On the production side, a major cost is labor, much of which is the kind that will not be supplied by native-born Americans. For example, harvesting vegetables in the hot California Central Valley, and picking fruit requires labor that native born people are not willing or able to do.

Secretary of Agriculture, Brooke Stevens, a member of the most unqualified malevolent collection of incompetent misfits to staff a cabinet in recent history, has opined that millions of adult Medicaid participants facing stricter work requirements should replace deported farm workers. Really? Replacing workers willing and able to do stoop labor for long hours that a conditioned athlete couldn’t do even if willing? She has a law degree; how do some of these people ever get through law school?

While promising to reduce food prices, Trump promised to deport immigrant labor, a substantial portion of which is undocumented. Agricultural producers, many of which support Trump, are already complaining of a shortage of agricultural workers. Amidst the chaos and cruelty exhibited by Immigration and Customs Enforcement (ICE) some workers remaining in the country are afraid to show up.  

The same goes for the miserable work of slaughtering animals and processing and packaging the meat. We don’t see native born labor lining up for this work.

Present dairy farm workers are not the farm kids like some readers of this column — and this scribe for instance — were decades ago. Over half the nation’s dairy production and processing workers now are foreign born. The last thing today’s dairy managers want is to lose the dependable foreign born workers that are just happy to do that work.

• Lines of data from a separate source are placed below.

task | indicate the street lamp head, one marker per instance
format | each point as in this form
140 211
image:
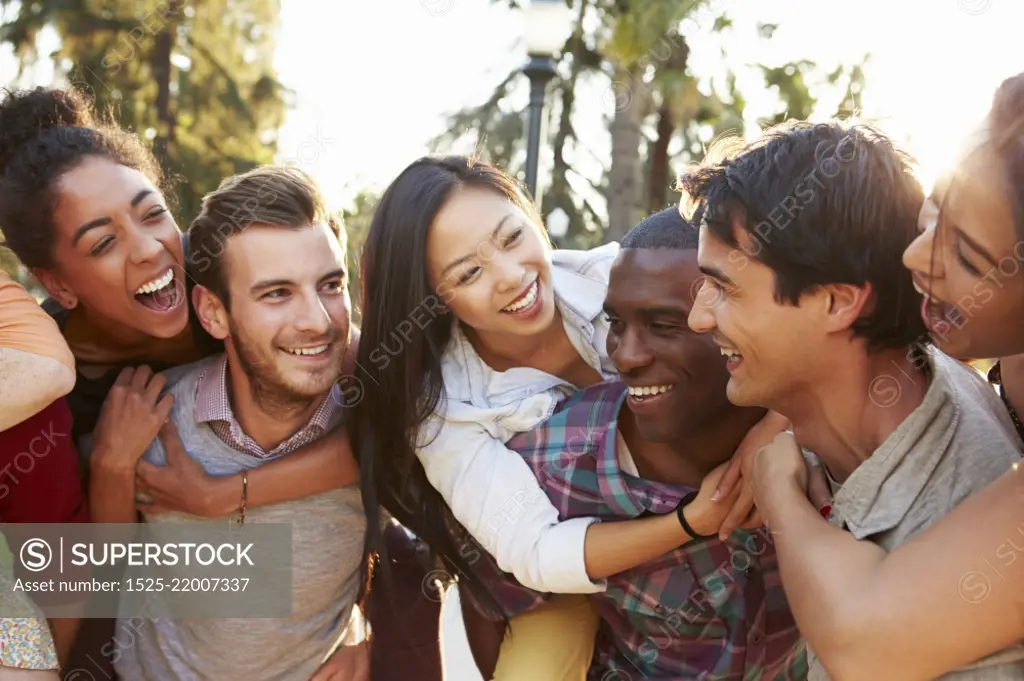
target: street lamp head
548 27
558 223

Another major agricultural input is fertilizer. Our potash supply comes largely from Canada. Last we heard, things are not going well between our largest trading partner, Canada, and President Trump. With tariffs on steel, farm equipment costs only have one direction to go: up. 

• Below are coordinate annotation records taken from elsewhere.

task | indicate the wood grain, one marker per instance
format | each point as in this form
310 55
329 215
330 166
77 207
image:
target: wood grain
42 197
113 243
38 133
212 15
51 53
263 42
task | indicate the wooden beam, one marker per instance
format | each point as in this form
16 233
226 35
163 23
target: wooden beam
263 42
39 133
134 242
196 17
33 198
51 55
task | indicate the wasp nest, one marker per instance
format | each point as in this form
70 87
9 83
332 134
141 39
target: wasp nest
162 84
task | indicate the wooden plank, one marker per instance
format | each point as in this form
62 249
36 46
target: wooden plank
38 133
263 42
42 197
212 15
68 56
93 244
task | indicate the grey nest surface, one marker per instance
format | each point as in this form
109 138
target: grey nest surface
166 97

Inflation of food prices is but one factor affecting the total economy. Let’s review some other economic signals. Trump has been pressuring Fed Chair Powell to reduce interest rates. U.S. presidents generally prefer lower interest rates that reduce costs of borrowing for business and consumer spending. Wall Street likes lower interest rates that are seen as favorable for financial markets. But the role of an independent Fed is to use its limited tool, managing short term interest rates, to keep inflation in check while keeping close to full employment. Even corporate CEOs supporting Trump are opposing Trump’s desire to control the Fed. 

Disturbing reports indicate that although consumer spending is strong, it’s mainly by those on the upper income end of the scale — some ninety percent of consumer spending by the upper ten percent of income recipients. Delinquency on auto loans and credit card debt is rising. Higher income earners are doing well while the lower income earners are falling behind once again.

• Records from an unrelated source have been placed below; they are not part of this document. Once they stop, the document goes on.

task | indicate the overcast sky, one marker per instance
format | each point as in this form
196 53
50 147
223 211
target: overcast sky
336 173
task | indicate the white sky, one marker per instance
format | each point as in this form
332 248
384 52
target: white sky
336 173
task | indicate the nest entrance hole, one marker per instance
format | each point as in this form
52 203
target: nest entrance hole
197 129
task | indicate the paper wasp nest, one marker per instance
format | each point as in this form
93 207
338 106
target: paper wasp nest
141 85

Powell has been clear about not reducing interest rates until the inflation rate is at or approaching two percent. Instead of the inflation rate falling, it has been rising once again — think tariff and deportation madness. The job situation of late has been “little firing and little hiring.”   

A softening job market would suggest that the Fed reduce interest rates. But lower rates, while expansionary, could raise inflation. That poses the classic Fed dilemma, a lagging economy with rising inflation — stagflation.

A longer run, very drastic, risk is loss of independence of the Fed should Trump appoint a lackey who will obey his inappropriate orders. Even Trump’s corporate supporters are savvy enough to oppose this. 

A combination of inflation, a softening economy, uncertainty regarding tariffs, reduced supply of labor willing to do unglamorous and difficult work at low wages, the likelihood of Trump supporting an obedient lackey to the Fed, along with financial markets seen as extremely high and vulnerable, suggests that there is plenty to worry about.